Docker

Setup Cassandra Using Docker

Databases are some of the most fundamental parts of any functional application. Although it can vary on the type of database that is appropriate for your app, if you want to store large volumes of unstructured data across multiple servers, Apache Cassandra is at the top of that list.

If you are unfamiliar, Apache Cassandra, commonly known as Cassandra, is a free and open-source, highly scalable distributed NoSQL database for storing and managing extensive volumes of unstructured data across multiple servers. Cassandra is mighty which provides high availability and scalability across multiple clusters.

On the other hand, Docker is a versatile containerization platform that allows us to package the applications and their dependencies into portable containers, making the deployment and management of software across different environments easier.

In this tutorial, we will walk you through setting up and running Cassandra in a Docker container, enabling you to harness the benefits of both tools in simple steps.

Requirements:

To follow along with this post, ensure that you have the following:

    1. A Unix or Windows host
    2. Installed Docker Engine on your target host
    3. Sufficient permissions to run the Docker commands

Running Apache Cassandra on Docker is supported on any machine with the Docker Engine installed.

Getting the Apache Cassandra Image

The first step is downloading the Apache Cassandra image from the Docker registry.
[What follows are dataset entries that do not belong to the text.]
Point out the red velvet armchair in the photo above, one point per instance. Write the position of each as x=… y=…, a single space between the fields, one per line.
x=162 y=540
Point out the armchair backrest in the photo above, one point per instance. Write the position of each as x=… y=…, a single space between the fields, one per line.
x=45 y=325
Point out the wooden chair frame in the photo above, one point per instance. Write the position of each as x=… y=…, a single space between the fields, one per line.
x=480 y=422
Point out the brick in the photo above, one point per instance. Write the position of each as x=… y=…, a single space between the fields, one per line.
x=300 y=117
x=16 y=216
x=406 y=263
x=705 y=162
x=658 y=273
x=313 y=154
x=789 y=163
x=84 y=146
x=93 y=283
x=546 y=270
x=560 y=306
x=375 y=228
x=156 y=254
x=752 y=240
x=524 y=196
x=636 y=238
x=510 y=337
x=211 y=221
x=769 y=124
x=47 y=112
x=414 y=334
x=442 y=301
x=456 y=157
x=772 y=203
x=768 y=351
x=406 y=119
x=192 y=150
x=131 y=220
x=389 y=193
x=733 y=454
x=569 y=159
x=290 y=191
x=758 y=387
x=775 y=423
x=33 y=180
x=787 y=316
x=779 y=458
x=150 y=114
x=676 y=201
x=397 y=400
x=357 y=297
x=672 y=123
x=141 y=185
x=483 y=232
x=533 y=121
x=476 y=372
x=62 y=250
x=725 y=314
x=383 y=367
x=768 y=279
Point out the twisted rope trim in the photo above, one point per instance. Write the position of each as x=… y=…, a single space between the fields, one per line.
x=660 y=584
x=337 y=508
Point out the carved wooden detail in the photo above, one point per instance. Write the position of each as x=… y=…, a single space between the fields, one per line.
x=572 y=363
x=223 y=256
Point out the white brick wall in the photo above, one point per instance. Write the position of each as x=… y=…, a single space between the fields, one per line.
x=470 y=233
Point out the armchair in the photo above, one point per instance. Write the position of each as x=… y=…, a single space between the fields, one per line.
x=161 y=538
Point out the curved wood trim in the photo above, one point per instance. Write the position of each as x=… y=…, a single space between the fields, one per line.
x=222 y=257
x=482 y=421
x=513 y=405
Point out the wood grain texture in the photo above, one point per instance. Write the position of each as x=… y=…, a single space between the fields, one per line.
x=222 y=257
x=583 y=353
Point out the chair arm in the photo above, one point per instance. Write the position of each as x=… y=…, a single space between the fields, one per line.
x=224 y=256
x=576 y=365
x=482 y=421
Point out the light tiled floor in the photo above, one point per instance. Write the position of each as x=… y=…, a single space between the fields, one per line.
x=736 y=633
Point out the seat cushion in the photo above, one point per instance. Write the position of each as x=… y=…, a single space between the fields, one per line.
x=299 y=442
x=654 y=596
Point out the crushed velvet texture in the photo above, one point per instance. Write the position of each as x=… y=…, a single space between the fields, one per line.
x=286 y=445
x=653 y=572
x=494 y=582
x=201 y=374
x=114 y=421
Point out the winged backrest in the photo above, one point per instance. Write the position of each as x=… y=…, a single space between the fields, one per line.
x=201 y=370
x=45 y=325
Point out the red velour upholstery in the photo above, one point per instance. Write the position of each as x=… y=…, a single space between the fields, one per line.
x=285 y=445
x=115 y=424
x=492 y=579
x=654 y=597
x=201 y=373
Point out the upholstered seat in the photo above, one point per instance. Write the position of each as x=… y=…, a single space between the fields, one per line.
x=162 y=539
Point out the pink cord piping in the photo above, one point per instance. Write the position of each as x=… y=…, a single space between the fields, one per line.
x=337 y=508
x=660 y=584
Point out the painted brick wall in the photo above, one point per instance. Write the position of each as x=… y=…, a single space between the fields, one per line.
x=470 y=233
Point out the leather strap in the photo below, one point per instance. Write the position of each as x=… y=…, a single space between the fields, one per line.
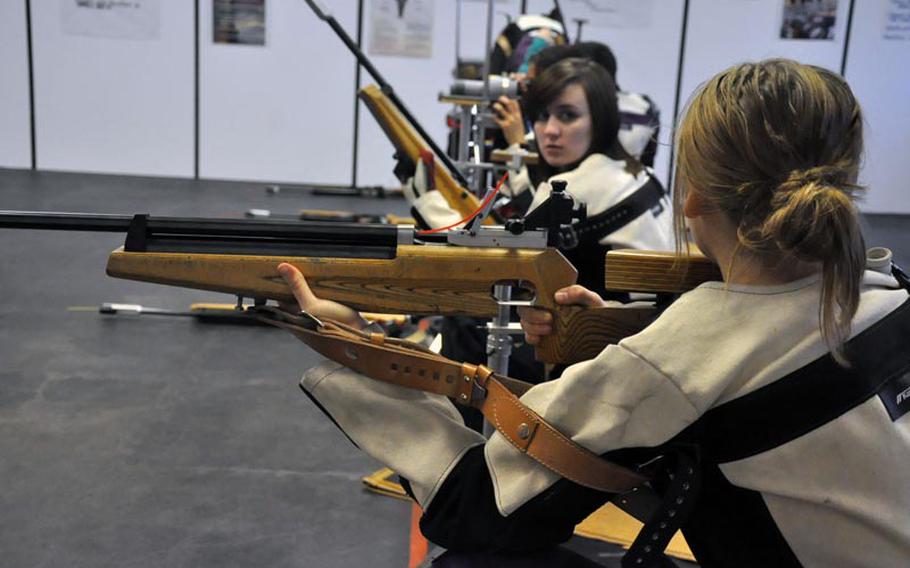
x=411 y=365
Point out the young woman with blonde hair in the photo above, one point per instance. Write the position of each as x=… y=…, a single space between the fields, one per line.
x=784 y=388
We can use the “docker pull” command as follows:

$ docker pull Cassandra:latest

 
This should download the latest version of the Cassandra image on your host.

Starting the Cassandra Container

Once we have the image downloaded, we can run the Cassandra container. We start by creating a Docker network that allows us to access the container ports without opening them to the host machine.

Run the following command:

$ docker network create cassandra

 
Once we have the network created, we can go ahead and run the container and bind it to the created network using the command as follows:

$ docker run --rm -d --name cassandra --hostname cassandra --network cassandra cassandra

 
This should start the container on the defined Cassandra ports in the Cassandra network. You can check the running container using the “docker ps” command:

 $ docker ps

 

Testing Cassandra

Once the cluster is running, we can use the Cassandra Query Language to create and add the data.

Create a new file called “sample.cql” and add the CQL script as provided in the following:

-- Create a keyspace
CREATE KEYSPACE IF NOT EXISTS my_keyspace
WITH replication = {
  'class': 'SimpleStrategy',
  'replication_factor': 3
};
-- Use the keyspace
USE my_keyspace;
-- Create a table
CREATE TABLE IF NOT EXISTS my_table (
  id UUID PRIMARY KEY,
  name TEXT,
  age INT
);
-- Insert data into the table
INSERT INTO my_table (id, name, age) VALUES (uuid(), J Doe', 30);
INSERT INTO my_table (id, name, age) VALUES (uuid(), J Smith'
, 25);
INSERT INTO my_table (id, name, age) VALUES (uuid(), B Johnson', 40);

 
The previous example script creates a new keyspace called “my_keyspace” using the SimpleStrategy replication with a replication factor of 3.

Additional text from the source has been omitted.